MaartenGr / BERTopic

Leveraging BERT and c-TF-IDF to create easily interpretable topics.
https://maartengr.github.io/BERTopic/
MIT License
6.14k stars 765 forks source link

if calculate_probabilities is set to false, CUDA error occurs #322

Closed juliandehne closed 3 years ago

juliandehne commented 3 years ago

RuntimeError: CUDA error: CUBLAS_STATUS_ALLOC_FAILED when calling cublasCreate(handle)

I am using sentence-transformers as a backend. Not sure which information you would need to debug this.

MaartenGr commented 3 years ago

Could you create a reproducible example? As in, which code are you using and could you share the versions of packages that you are using? Also, are you working locally or on a server?

juliandehne commented 3 years ago

Thanks for coming back to me so quickly. I am using:

sentence-transformers==2.1.0 bertopic==0.9.1 numpy==1.21.2 Build cuda_11.4.r11.4/compiler.30300941_0 OS: Ubuntu 20 LTS

As to the reproducible example I am not sure. I have a database with a couple of million tweets. The error only occurs when I do batch processing (loading about 60000 tweets or more) like:

bertopic_model = BERTopic(calculate_probabilities=False).load(BERTOPIC_MODEL_LOCATION, embedding_model="sentence-transformers/all-mpnet-base-v2") bertopic_model.transform(tweet_texts)

It does NOT occur if I go:

for text in tweet_texts: bertopic_model.transform(text)

I could give you access to the database, if you have DFN-account.

MaartenGr commented 3 years ago

There might be an issue with how you loaded the topic model. It should be directly from the class without actually instantiating it. So like this:

bertopic_model = BERTopic.load(BERTOPIC_MODEL_LOCATION, embedding_model="sentence-transformers/all-mpnet-base-v2")

This might already alleviate some of the issues that you are having. If that does not work it is likely that you simply run out of GPU memory when trying to transform the text. Especially if you are trying to transform a million tweets, batch processing seems to be the way to go.

juliandehne commented 3 years ago

Thank you for your help so far! The documentation is not very clear on batch processing or there is a bug there. If I load a model, fit_transform more data and then save it, will it update the stored model or will it write a new file with only the data that has been fitted. To rephrase the question: is fit_transform a change of the state of the model (i.e. improving a the model with new data) or will it compute a new model? In that case I could get away with something like this:

for trainings_batch in batch(corpus_for_fitting_sentences, 1000):
        if os.path.isfile(BERTOPIC_MODEL_LOCATION):
            bertopic_model = BERTopic.load(BERTOPIC_MODEL_LOCATION,
                                           embedding_model="sentence-transformers/all-mpnet-base-v2")
        else:
            bertopic_model = BERTopic(embedding_model="sentence-transformers/all-mpnet-base-v2", verbose=True,
                                      calculate_probabilities=False)
        count += 1
        try:
            bertopic_model.fit_transform(trainings_batch)
            bertopic_model.save(BERTOPIC_MODEL_LOCATION)
        except KeyError:
            print("could not transform the batch number {}".format(str(count)))

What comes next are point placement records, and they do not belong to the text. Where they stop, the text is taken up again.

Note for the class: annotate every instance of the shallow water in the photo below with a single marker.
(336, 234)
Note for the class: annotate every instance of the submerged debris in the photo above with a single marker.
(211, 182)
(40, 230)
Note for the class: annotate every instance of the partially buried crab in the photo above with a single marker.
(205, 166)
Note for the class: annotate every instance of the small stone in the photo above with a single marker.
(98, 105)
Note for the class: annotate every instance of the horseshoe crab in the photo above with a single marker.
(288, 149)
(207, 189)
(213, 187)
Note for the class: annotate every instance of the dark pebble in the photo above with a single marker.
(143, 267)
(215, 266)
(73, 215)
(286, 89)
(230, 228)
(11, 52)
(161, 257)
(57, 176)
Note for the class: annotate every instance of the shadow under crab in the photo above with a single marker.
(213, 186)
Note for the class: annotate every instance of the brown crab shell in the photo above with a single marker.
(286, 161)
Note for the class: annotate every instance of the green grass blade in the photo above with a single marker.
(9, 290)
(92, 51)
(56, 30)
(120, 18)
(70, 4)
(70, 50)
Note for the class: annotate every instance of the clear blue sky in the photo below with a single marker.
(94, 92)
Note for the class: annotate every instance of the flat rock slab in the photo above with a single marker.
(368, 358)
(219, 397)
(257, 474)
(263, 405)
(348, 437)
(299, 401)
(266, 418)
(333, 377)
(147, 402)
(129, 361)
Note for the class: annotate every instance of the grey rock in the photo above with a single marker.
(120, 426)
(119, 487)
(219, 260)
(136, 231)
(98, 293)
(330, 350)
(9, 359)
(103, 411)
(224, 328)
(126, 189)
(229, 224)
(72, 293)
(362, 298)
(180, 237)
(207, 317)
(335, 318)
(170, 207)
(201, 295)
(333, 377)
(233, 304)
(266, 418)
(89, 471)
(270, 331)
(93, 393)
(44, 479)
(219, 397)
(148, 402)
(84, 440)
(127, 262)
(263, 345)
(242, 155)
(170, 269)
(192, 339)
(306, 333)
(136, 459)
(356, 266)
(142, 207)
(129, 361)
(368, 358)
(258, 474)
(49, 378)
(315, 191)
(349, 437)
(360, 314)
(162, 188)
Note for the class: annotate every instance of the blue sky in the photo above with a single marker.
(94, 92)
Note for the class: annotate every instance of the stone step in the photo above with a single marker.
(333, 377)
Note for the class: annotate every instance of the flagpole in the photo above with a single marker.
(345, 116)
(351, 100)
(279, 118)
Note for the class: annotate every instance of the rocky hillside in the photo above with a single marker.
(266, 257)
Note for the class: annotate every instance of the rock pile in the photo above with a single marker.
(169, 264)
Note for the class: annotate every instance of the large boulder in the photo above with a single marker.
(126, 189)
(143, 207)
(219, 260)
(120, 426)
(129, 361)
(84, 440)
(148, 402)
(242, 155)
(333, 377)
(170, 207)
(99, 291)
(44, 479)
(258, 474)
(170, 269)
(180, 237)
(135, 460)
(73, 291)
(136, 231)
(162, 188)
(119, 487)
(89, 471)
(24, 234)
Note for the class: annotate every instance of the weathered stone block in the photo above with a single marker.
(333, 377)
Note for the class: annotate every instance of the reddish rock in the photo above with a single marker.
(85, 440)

If I don't store the model in between, there is a key_error on each batch except the first.

I think the issue with the memory, however, is not due to the Bertopic or my usage but to my setup with Cuda. Thus, the orginal issue could be closed.

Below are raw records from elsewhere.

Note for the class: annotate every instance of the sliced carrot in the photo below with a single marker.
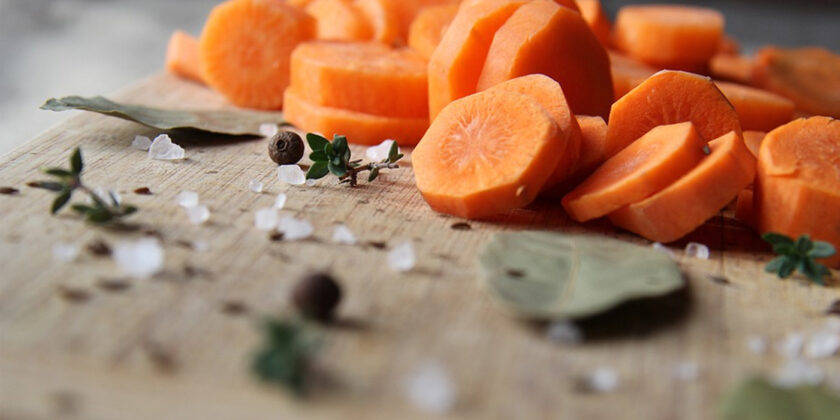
(367, 77)
(810, 77)
(245, 49)
(549, 94)
(797, 190)
(757, 109)
(642, 169)
(596, 18)
(670, 97)
(475, 161)
(360, 128)
(669, 37)
(696, 197)
(454, 66)
(182, 56)
(428, 28)
(542, 37)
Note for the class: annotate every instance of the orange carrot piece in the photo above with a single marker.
(669, 37)
(360, 128)
(182, 56)
(549, 94)
(670, 97)
(366, 77)
(428, 28)
(475, 161)
(245, 49)
(797, 190)
(757, 109)
(543, 37)
(642, 169)
(454, 66)
(810, 77)
(696, 197)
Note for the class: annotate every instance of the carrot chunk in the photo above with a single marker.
(182, 56)
(360, 128)
(797, 190)
(246, 46)
(366, 77)
(669, 37)
(642, 169)
(543, 37)
(670, 97)
(696, 197)
(475, 161)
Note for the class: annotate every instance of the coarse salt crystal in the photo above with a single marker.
(343, 235)
(141, 259)
(291, 174)
(430, 388)
(162, 148)
(402, 257)
(697, 250)
(141, 143)
(379, 152)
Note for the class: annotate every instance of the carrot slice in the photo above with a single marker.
(650, 164)
(696, 197)
(182, 56)
(670, 97)
(542, 37)
(810, 77)
(549, 94)
(367, 77)
(669, 37)
(245, 49)
(797, 190)
(453, 68)
(428, 28)
(475, 161)
(360, 128)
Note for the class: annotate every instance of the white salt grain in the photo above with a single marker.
(141, 143)
(266, 219)
(162, 148)
(255, 186)
(431, 389)
(140, 259)
(380, 152)
(294, 229)
(402, 257)
(291, 174)
(343, 235)
(697, 250)
(187, 199)
(65, 252)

MaartenGr commented 3 years ago

With respect to your question on fit_transform, this method is used to simply train the model from scratch. So if you run fit_transform once and then run it again with new data, it will only fit on the new data and forget all about the original data. Thus, a new model will be created.

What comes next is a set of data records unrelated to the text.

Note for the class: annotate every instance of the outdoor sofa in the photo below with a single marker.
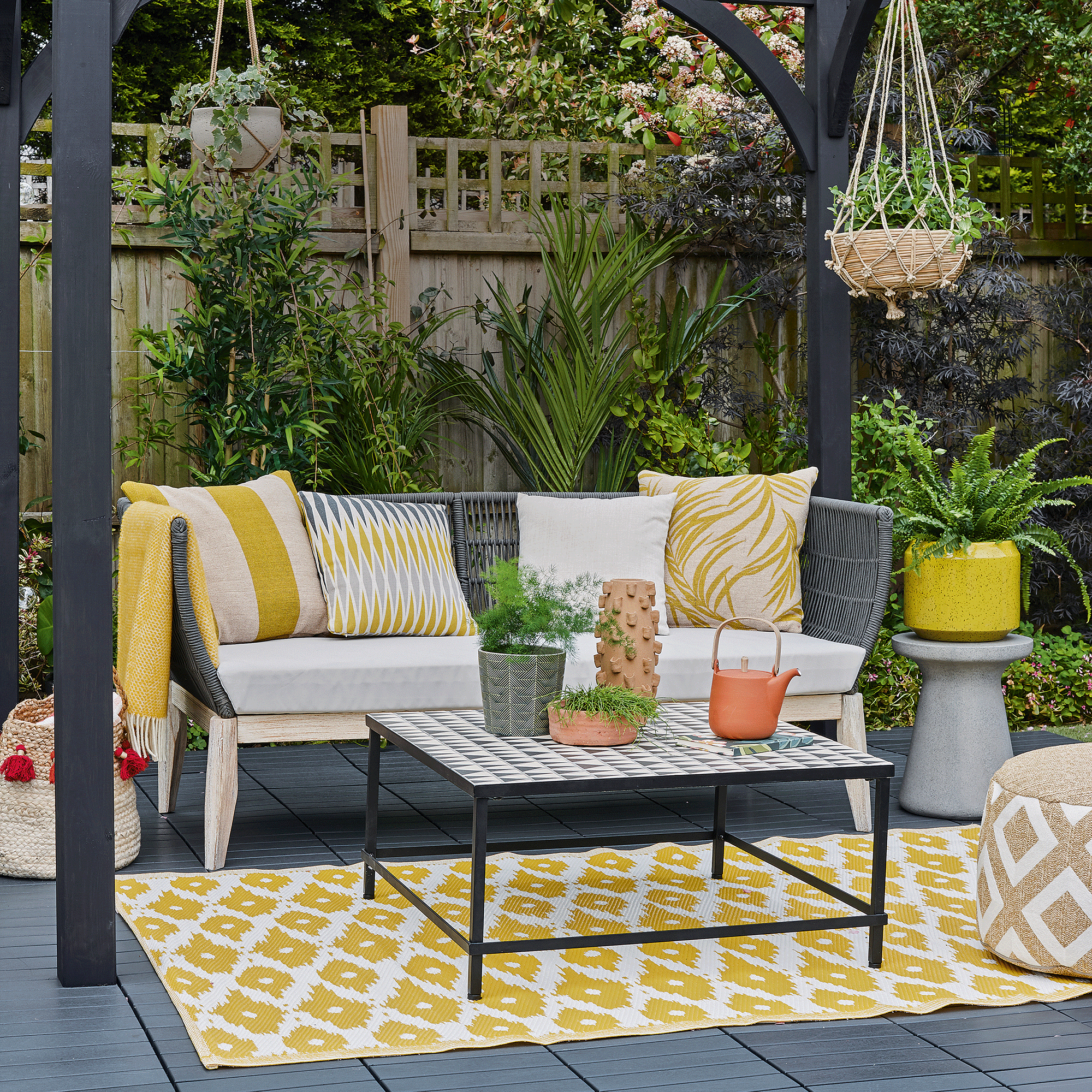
(310, 689)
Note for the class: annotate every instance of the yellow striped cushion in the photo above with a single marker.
(257, 557)
(386, 567)
(733, 547)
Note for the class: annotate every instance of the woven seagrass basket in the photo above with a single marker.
(28, 810)
(897, 265)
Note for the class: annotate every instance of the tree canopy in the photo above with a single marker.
(343, 55)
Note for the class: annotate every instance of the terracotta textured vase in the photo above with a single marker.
(590, 730)
(633, 603)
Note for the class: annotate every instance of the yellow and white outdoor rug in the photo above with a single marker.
(294, 966)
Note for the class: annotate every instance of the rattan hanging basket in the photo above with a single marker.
(892, 265)
(28, 809)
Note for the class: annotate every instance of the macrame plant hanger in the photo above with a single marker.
(872, 257)
(255, 55)
(268, 133)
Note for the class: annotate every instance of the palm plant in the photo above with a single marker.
(562, 371)
(980, 503)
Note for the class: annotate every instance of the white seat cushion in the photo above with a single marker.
(372, 674)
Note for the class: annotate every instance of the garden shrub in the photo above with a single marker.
(1052, 687)
(1054, 684)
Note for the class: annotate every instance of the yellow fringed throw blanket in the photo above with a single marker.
(145, 620)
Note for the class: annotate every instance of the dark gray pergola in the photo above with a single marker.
(84, 34)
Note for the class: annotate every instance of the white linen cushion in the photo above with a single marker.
(626, 537)
(373, 674)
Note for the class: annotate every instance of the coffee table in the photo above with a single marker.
(456, 745)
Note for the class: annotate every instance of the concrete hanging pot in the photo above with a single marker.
(262, 133)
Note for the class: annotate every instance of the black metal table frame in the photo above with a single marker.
(871, 915)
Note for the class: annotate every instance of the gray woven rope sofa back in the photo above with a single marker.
(846, 559)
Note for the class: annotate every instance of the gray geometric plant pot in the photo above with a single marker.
(517, 689)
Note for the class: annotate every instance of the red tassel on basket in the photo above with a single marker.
(133, 763)
(18, 767)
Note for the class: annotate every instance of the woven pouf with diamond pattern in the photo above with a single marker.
(1036, 862)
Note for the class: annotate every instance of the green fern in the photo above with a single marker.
(981, 503)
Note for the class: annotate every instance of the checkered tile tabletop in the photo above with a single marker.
(456, 745)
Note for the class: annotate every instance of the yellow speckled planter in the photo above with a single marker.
(972, 596)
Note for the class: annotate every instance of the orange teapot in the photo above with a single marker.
(744, 704)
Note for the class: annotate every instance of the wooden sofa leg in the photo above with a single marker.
(171, 765)
(851, 732)
(222, 789)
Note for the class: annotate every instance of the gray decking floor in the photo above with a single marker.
(304, 805)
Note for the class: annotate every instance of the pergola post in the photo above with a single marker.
(836, 34)
(84, 632)
(830, 375)
(10, 141)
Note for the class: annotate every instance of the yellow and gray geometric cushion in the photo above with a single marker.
(386, 568)
(259, 569)
(733, 547)
(1035, 889)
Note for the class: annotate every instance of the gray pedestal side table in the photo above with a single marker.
(962, 734)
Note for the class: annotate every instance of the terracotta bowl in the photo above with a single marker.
(590, 730)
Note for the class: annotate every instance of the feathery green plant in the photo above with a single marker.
(980, 503)
(532, 610)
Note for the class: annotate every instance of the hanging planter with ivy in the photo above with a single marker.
(238, 122)
(900, 229)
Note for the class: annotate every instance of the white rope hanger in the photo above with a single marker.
(870, 255)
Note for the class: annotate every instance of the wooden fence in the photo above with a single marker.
(453, 215)
(1053, 222)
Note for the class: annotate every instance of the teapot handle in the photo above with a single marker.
(773, 625)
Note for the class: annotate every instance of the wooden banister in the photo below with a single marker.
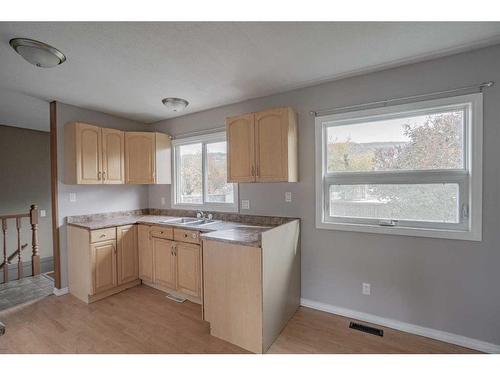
(35, 257)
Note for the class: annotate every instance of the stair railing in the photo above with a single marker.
(7, 258)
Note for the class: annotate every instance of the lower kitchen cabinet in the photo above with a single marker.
(188, 265)
(103, 258)
(102, 262)
(170, 260)
(164, 263)
(145, 254)
(127, 259)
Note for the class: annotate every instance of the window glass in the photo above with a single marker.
(426, 142)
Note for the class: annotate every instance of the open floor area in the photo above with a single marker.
(142, 320)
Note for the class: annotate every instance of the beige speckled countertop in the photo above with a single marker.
(225, 231)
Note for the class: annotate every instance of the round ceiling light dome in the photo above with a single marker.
(175, 104)
(37, 53)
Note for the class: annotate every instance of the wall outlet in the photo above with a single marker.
(366, 289)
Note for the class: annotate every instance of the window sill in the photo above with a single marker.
(404, 231)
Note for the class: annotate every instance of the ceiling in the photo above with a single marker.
(127, 68)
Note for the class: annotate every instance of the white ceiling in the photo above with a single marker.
(127, 68)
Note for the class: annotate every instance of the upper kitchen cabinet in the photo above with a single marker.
(262, 146)
(93, 155)
(147, 158)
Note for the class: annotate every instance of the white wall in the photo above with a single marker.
(92, 198)
(447, 285)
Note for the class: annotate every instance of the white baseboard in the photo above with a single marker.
(451, 338)
(61, 292)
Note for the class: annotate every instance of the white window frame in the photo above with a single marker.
(469, 178)
(209, 206)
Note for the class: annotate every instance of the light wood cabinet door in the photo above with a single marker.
(271, 140)
(164, 264)
(103, 266)
(140, 157)
(113, 156)
(188, 268)
(127, 255)
(88, 154)
(145, 254)
(240, 148)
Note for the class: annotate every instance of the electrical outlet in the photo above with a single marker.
(366, 289)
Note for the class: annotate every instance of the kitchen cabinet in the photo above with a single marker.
(263, 146)
(175, 260)
(250, 293)
(95, 155)
(164, 264)
(127, 259)
(113, 156)
(145, 254)
(147, 158)
(188, 268)
(102, 262)
(103, 266)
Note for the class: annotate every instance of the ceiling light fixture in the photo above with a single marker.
(37, 53)
(175, 104)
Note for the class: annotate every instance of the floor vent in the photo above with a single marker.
(363, 328)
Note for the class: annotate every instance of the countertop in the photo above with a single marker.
(224, 231)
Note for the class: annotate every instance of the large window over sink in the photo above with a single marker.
(412, 169)
(200, 174)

juliandehne commented 3 years ago

Thank you for the swift response! In that case I don't know how I can implement batch processing for a larger dataset. If I do it in one go, I do run out of memory at some point (after 60k batches or so). There seems to be a upper bound for the library. I am still investigating something you wrote about a newer version of hdbscan but I understood it to only improve on the problem, but it does not allow for unlimited size of data input, if I got this right.

juliandehne commented 3 years ago

Closing as this got far away from the original problem in the headline.